Germany's Die Welt: Turkey has detained our correspondentFebruary 17, 2017 10:22pm

FRANKFURT, Germany (AP) — A German newspaper correspondent in Turkey has been taken into police custody in connection with his reporting on a hacker attack on the email account of Turkey's energy minister, his employer said Friday.

The Welt daily said on its website that Deniz Yucel, who has both Turkish and German citizenship, went to police offices in Istanbul to face questioning and that his apartment had been searched.

The paper said police accused him of membership in a terrorist organization, misuse of data and terrorist propaganda.

Yucel, 43, had reported on emails that were obtained by the leftist hacker collective RedHack from the private email account of Energy Minister Berat Albayrak and made available on WikiLeaks, the paper said. Subjects included influencing public opinion through fake Twitter accounts and the control of Turkey media companies. Other journalists have also written about the emails.

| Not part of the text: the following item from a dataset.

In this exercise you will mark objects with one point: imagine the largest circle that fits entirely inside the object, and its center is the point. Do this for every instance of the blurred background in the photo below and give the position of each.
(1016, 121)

Albayrak is a son-in-law of President Recep Tayyip Erdogan.

Editor-in-chief Ulf Poschardt said Yucel "does excellent work" and that "we trust that fair proceedings will prove his innocence."

Germany's Foreign Ministry said Yucel has been in police detention since Tuesday "in connection with a criminal investigation."

"We hope the ongoing investigation by Turkish authorities against Mr. Yucel respects the rule of law and he is treated fairly, in particular with regard to the press freedom that's guaranteed by the Turkish constitution," the ministry said in a statement, adding: "Of course we are doing everything we can to support Deniz Yucel."

According to the Committee to Protect Journalists, a nonprofit press freedom group based in New York, at least 81 journalists were imprisoned in Turkey last year — the biggest number worldwide.

Many of the arrests came following a July 15 coup attempt that prompted a government crackdown on alleged anti-government activists that included the closure of at least 100 news outlets.


This story corrects Erdogan's title from prime minister to president.